Passing through Indiana, Michigan, Ohio, Pennsylvania, and New York, he arrived in Egg Harbor, New Jersey, Peace Pilgrim’s home, in time for the annual celebration of her life on Sept. 20, in a park dedicated in her honor.
During his entire journey, Sankarananda did not have a single bad experience, and his “magic” water bottle was never empty more than two hours, replenished through the generosity of others.
A message Sankarananda shares for the New Year: “This world is not as it appears on the television news; it is not even as our own mind sees it. Bright examples shine all around us. Know that if one genuinely seeks a thing like Peace or Truth, it may be known, and this very process of seeking brightens both seeker and world.”

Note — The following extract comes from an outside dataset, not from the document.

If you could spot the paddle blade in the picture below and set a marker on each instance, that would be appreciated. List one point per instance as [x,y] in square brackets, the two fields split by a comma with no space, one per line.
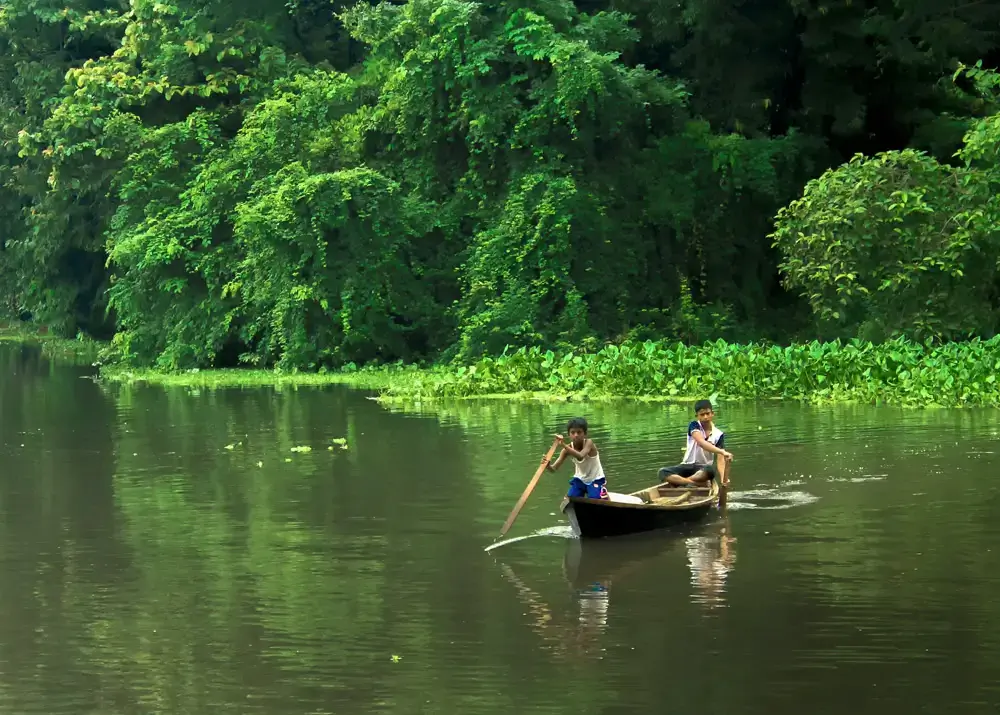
[528,489]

Swami Sankarananda will be speaking at several locations throughout the New Orleans area, including Propeller (4035 Washington Ave.), Swan River Arabi Yoga (7011 St. Claude Ave.), Tibetan House (4900 Tchoupitoulas St.) and Unity of New Orleans Spiritual Center (3722 St. Charles Ave.).
Positive Thinking Workshops will be held at Swan River Arabi 5:30-7:30 p.m. Saturday, Jan. 7, and 3 p.m.-5 p.m. Sunday, Jan. 8, as well as Unity of New Orleans at 6 p.m. Wednesday, Jan. 11. A satsang will be held at Tibetan House at 7 p.m. Thursday, Jan. 12. He will also speak at Unity’s Sunday service at 11 a.m. Jan. 8. All of the above events are free and open to the public. A weekend Silent Retreat at Swan River Arabi, Jan.13-15 is by donation and requires advance registration.